|Reuven Azar (left), Deputy Head of Mission, and Moshe Bar Siman Tov (right), Economic Attaché, speak at the U.S. Chamber about political and economic developments in Israel and the region.|
The U.S. Chamber of Commerce’s U.S.-Israel Business Initiative (USIBI) hosted a political and economic briefing with the leadership of the Israeli embassy on September 17, 2014. euven Azar, the Deputy Head of Mission at the Embassy of Israel, gave a political overview of the current developments in the Middle East and talked about the uncertainty afflicting the region and its impact on Israel.
While not dismissive of the numerous threats against Israel’s security, Azar spoke how they are giving rise to opportunities for both political and economic cooperation between neighbors in the energy, water, and logistical sectors. Azar expressed hope that these partnerships can create a “corridor of stability” in the region.
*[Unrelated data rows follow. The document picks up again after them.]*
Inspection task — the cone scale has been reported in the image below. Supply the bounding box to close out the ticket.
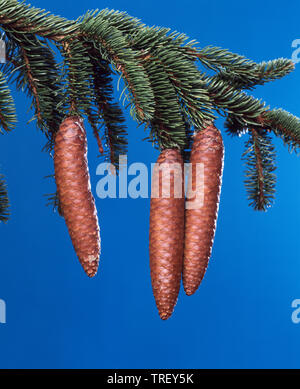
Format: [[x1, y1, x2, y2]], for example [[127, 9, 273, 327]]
[[149, 149, 184, 320], [54, 116, 100, 277], [183, 125, 224, 295]]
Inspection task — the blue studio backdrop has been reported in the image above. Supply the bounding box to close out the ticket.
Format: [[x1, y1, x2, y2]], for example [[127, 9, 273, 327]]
[[0, 0, 300, 368]]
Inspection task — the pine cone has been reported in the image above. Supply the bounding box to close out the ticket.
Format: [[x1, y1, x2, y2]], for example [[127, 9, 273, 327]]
[[149, 149, 185, 320], [183, 125, 224, 295], [54, 116, 100, 277]]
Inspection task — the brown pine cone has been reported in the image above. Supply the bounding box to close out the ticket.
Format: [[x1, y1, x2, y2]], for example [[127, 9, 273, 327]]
[[183, 125, 224, 295], [54, 116, 100, 277], [149, 149, 185, 320]]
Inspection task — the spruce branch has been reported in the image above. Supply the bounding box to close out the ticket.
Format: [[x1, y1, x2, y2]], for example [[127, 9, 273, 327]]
[[259, 109, 300, 152], [0, 174, 9, 222], [89, 48, 127, 171], [206, 77, 269, 127], [214, 58, 295, 89], [0, 72, 17, 133], [243, 128, 276, 211]]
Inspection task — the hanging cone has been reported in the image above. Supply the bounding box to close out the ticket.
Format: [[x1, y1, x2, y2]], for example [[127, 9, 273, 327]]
[[149, 149, 185, 320], [183, 125, 224, 295], [54, 116, 100, 277]]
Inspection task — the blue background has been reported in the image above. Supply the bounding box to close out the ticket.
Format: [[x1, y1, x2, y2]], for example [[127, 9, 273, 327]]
[[0, 0, 300, 368]]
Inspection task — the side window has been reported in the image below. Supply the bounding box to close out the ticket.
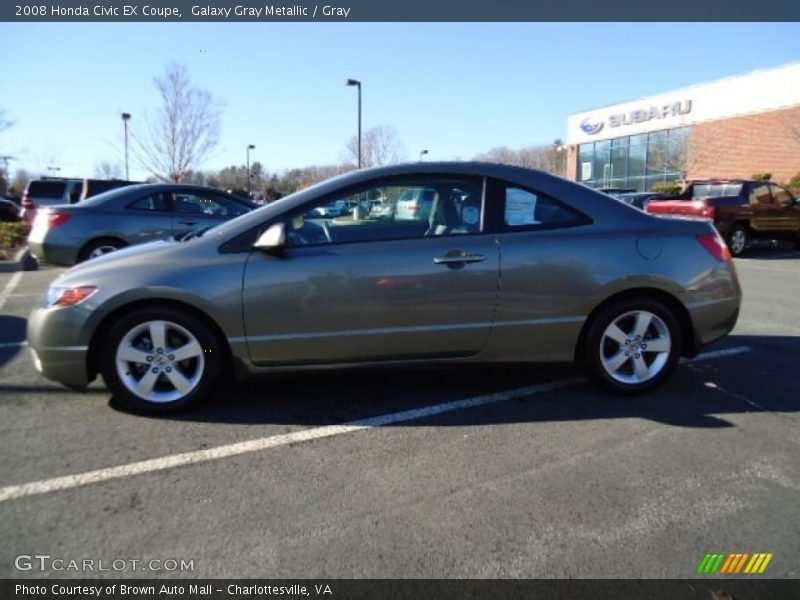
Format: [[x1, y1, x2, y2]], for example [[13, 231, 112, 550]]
[[504, 186, 586, 229], [285, 178, 483, 246], [125, 194, 169, 212], [175, 192, 247, 218], [750, 184, 772, 204], [769, 185, 794, 207]]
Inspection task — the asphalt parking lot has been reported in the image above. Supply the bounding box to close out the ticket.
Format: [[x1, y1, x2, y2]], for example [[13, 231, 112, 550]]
[[0, 249, 800, 578]]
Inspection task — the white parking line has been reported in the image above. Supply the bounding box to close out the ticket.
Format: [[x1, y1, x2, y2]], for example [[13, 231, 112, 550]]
[[0, 342, 28, 350], [0, 271, 22, 310], [0, 346, 750, 502]]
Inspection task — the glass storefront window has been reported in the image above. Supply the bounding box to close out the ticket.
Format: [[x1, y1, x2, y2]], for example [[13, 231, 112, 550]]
[[575, 127, 691, 191]]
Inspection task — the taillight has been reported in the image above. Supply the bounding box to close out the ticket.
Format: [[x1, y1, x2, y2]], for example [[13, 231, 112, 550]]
[[34, 210, 72, 227], [694, 200, 717, 220], [45, 285, 97, 306], [697, 231, 731, 262]]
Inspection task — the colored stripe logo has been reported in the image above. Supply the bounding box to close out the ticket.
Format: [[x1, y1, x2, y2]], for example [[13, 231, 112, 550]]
[[697, 552, 773, 575]]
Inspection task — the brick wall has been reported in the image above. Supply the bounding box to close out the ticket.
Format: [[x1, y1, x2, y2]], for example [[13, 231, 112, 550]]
[[688, 106, 800, 182]]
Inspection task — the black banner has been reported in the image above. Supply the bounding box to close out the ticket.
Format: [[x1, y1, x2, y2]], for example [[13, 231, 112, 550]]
[[0, 0, 800, 22], [0, 576, 800, 600]]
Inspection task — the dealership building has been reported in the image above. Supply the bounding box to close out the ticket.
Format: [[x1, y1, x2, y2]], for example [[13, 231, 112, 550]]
[[567, 63, 800, 191]]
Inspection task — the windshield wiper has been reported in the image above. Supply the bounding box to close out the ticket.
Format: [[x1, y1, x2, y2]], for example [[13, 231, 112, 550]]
[[178, 225, 211, 242]]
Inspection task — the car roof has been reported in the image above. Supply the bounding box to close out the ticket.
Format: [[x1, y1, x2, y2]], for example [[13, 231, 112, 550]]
[[209, 161, 651, 238]]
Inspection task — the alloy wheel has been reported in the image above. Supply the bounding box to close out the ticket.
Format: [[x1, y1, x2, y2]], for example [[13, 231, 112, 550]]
[[115, 320, 205, 403], [89, 244, 119, 258], [730, 229, 747, 256], [599, 310, 672, 384]]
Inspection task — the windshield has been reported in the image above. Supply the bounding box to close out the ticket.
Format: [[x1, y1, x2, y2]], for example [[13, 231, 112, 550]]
[[80, 185, 151, 206], [694, 183, 742, 198]]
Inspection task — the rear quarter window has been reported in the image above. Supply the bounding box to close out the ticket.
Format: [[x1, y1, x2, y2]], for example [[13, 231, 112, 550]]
[[28, 181, 67, 198], [502, 185, 590, 231]]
Earlier this month, Israel signed a deal to supply Jordan with $15 billion worth of natural gas from its Leviathan field over the next 15 years. Previously, the bulk of Jordan’s energy had come from Egypt, but the supply lines carrying the gas through the Sinai continued to be a target.
Similarly, with the war in Syria making trade through that country impossible, Israel has initiated a pilot project using the port of Haifa to transport goods between Turkey and Jordan. There are currently plans to expand this project to include a land-bridge in the border area near Jenin, which would allow for Palestinian businesses to take advantage of this trading corridor as well.
Azar then spoke about Gaza. While Israel has achieved an unconditional ceasefire, the situation is remains shaky. He added that real development of Gaza is not possible unless Hamas changes its policy of violence against Israel.
Moshe Bar Siman Tov, the Economic Attaché at the Embassy of Israel, told the assembled companies that the economic impact of the fighting in Gaza is both marginal and temporary.
“The effect is quite short and quite limited, and things are getting back to normal,” he said. Bar Siman Tov credited the agility of the Israeli economy with minimizing the disruptions caused by the recent fighting.
Bar Siman Tov also spoke of the structural reforms that Israel has undertaken in recent years, which have led to a lowering of the national debt and a competitive tax regime. Bar Siman Tov, who assumed his role in July, said that he looked forward to increasing U.S.-Israel commercial cooperation. Israel sees cooperation with the U.S. as an important part of its strategy to create more business, more investment, and more jobs, he said.
Azar added that there are a number of areas where American engagement can benefit both economies, such as with the strategically important sectors of energy, cyber security, and water management.